Article via timesunion, Tim Wilkin

The only time he ever ran at Saratoga Race Course, Keen Ice made people cry.
 
And that's because he won.
 
Confused? Keep reading.
 
The only time Keen Ice ever ran at Saratoga was two summers ago, in the 2015 Travers Stakes. People flocked to the Spa from points east, west, north and south. The New York Racing Association, bracing for a crush of people, capped the Travers Day attendance at 50,000 that year.
 
That's because American Pharoah, who might have been the public's favorite athlete in 2015, was here. He was the first Triple Crown champion — the winner of the Kentucky Derby, Preakness and Belmont — the sport had seen since 1978. People who were not horse racing fans were American Pharoah fans.
 
When it was announced that Pharoah was going to run here, Saratoga Race Course was jumping. The day before American Pharoah ran in the Midsummer Derby, an estimated 20,000 came out to watch him gallop around the Spa at 8:45 in the morning.
 
And then Keen Ice ruined the Travers party. He won the Travers by three quarters of a length.

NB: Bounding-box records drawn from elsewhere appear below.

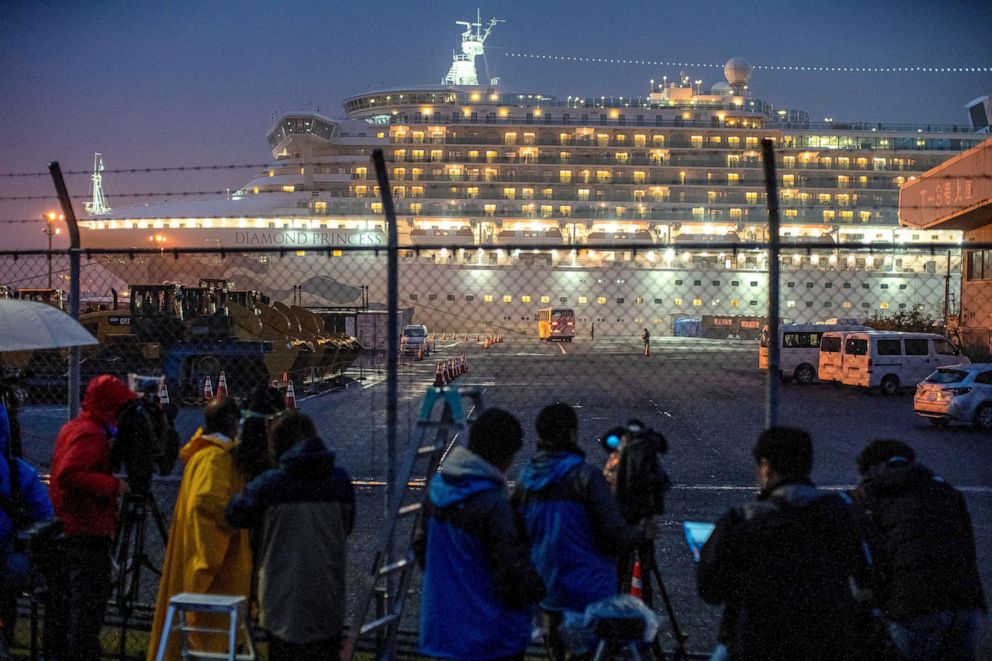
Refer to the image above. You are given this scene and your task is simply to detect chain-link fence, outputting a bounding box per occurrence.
[0,235,992,650]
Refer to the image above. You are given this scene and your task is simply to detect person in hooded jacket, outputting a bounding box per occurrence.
[0,403,55,650]
[147,398,252,661]
[414,408,544,661]
[45,374,137,661]
[225,411,355,661]
[514,402,657,659]
[696,427,868,661]
[854,440,987,661]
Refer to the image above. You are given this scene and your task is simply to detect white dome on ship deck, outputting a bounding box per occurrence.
[723,55,754,86]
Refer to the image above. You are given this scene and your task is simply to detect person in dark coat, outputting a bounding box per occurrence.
[0,402,55,656]
[414,409,544,661]
[854,440,987,661]
[45,374,137,661]
[514,402,656,659]
[697,427,868,661]
[224,412,355,661]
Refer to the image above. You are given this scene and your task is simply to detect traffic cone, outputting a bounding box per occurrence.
[158,379,169,409]
[630,560,644,599]
[217,370,227,397]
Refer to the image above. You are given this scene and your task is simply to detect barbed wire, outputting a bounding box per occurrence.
[506,51,992,73]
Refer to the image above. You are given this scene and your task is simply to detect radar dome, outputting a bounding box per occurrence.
[710,80,732,96]
[723,56,753,86]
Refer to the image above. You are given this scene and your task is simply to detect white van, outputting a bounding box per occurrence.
[841,331,971,395]
[400,324,430,353]
[758,323,867,385]
[816,326,865,384]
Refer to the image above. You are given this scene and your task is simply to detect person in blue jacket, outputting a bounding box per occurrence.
[414,409,544,661]
[0,404,55,650]
[514,402,656,659]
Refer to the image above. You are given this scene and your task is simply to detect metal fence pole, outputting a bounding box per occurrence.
[48,161,80,418]
[372,149,400,584]
[761,138,781,428]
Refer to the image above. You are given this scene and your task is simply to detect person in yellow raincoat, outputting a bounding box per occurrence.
[147,398,252,661]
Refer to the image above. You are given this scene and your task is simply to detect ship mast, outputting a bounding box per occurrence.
[441,9,506,85]
[84,152,113,216]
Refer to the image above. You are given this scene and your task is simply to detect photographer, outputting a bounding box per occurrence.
[0,404,55,658]
[45,374,137,661]
[606,420,672,606]
[514,402,657,660]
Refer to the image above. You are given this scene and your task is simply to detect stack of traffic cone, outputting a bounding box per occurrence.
[158,379,169,409]
[286,381,296,410]
[217,370,227,397]
[630,560,644,599]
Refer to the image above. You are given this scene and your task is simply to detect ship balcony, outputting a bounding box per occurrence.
[584,230,654,246]
[496,227,564,246]
[410,227,475,246]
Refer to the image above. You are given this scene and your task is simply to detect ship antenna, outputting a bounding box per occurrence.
[441,9,506,85]
[83,152,112,216]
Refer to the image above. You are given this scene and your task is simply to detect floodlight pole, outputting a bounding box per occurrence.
[761,138,781,429]
[48,161,80,418]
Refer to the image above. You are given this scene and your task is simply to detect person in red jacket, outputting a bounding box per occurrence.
[45,375,137,661]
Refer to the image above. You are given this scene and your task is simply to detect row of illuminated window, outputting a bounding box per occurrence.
[410,294,921,310]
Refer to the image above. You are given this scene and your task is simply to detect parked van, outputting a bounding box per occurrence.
[758,323,868,385]
[400,324,430,353]
[841,331,971,395]
[816,326,864,384]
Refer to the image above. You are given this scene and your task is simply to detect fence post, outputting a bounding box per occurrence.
[48,161,80,419]
[761,138,781,429]
[372,149,400,636]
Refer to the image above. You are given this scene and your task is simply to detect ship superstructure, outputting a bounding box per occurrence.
[82,20,980,330]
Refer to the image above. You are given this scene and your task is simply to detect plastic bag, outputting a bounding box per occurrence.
[561,594,660,654]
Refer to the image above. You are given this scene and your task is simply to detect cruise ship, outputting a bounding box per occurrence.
[80,19,981,334]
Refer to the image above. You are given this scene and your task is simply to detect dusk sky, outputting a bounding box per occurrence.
[0,0,992,247]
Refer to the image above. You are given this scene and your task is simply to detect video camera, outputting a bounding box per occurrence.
[111,374,179,494]
[597,419,672,523]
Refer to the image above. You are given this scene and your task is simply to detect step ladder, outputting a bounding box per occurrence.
[155,592,255,661]
[341,387,482,661]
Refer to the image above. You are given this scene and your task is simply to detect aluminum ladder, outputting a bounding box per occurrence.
[341,387,482,661]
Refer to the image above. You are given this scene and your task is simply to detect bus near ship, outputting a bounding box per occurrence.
[80,19,981,335]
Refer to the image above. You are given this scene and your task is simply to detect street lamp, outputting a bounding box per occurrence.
[41,211,65,289]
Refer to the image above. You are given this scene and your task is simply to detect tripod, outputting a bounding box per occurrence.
[621,541,689,661]
[113,489,168,659]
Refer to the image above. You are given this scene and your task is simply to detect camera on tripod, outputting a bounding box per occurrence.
[111,374,179,494]
[598,419,672,523]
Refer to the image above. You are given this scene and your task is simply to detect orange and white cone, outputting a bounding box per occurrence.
[158,379,169,409]
[217,370,227,397]
[630,560,644,599]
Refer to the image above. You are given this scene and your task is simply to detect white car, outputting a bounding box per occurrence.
[913,363,992,431]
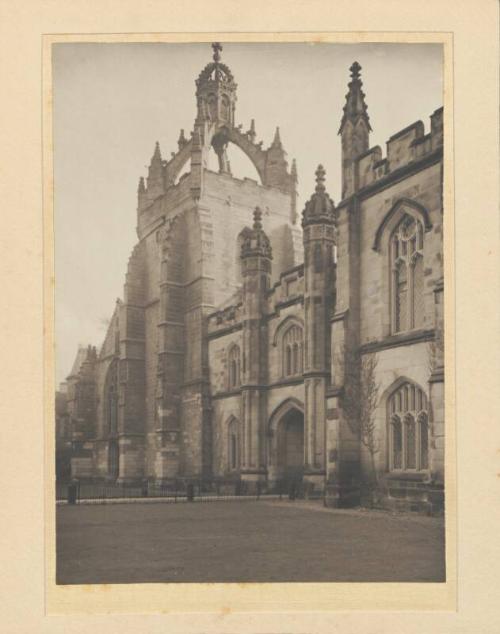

Saturday, Keen Ice will try to pull off another Saratoga shocker when he starts in the $1.25 million, Grade I Whitney Handicap. The horse to beat in the race will be Gun Runner, who will be made the morning-line favorite when the race is drawn Tuesday night.

"I think he is as good as he has ever been," said Todd Pletcher, who trains the 5-year-old son of two-time Horse of the Year Curlin.
 
Some things have changed since the last time Keen Ice stepped on the Saratoga dirt.
 
When Keen Ice won the Travers, he was trained by Dale Romans. After an eighth-place finish in the 2016 Dubai World Cup, owner Jerry Crawford of Donegal Racing changed trainers, moving the horse to Pletcher. The horse was given some time off with the hope being he would be able to run at Saratoga last summer.
 
He never made a race. His return to the races in 2016 came in October when he was third in an allowance race at Belmont as the even-money favorite.
 
"It's been a little bit of a tricky situation with him," Pletcher said. "When we got him, we were kind of running out of time."
 
But Pletcher got the horse to last year's Breeders' Cup and he was not disgraced, finishing third behind Arrogate and California Chrome.
 
Keen Ice started his 5-year-old season with a second in the Grade III Harlan's Holiday at Gulfstream and then was fourth in the inaugural $12 million Pegasus World Cup, also at Gulfstream.
 
"Gulfstream is a track that is not really conducive to him," Pletcher said.
 
Then came another trip to Dubai where he was seventh in his second try in the World Cup.
 
Pletcher said the surface in Dubai was one Keen Ice did not like.

After a rest, Keen Ice returned in the Grade II Suburban at Belmont and he won that race by two lengths, beating Shaman Ghost, among others. In that race, he was ridden for the first time by Jose Ortiz, who will ride Keen Ice in the Whitney.
 
"That was the first time we got to do what he really wants to do, and that is run a mile and a quarter," Pletcher said.
 
The Whitney is 11/8 miles, not the ideal distance for Keen Ice. Keen Ice is a horse who does his best running late in the race. But Pletcher says the horse is doing as good as he has ever been.
 
"The one thing we do wish is that it was 11/4 miles," Pletcher said. "He ran real well in his last race; it's just a question of whether he will have enough time to get up going 11/8."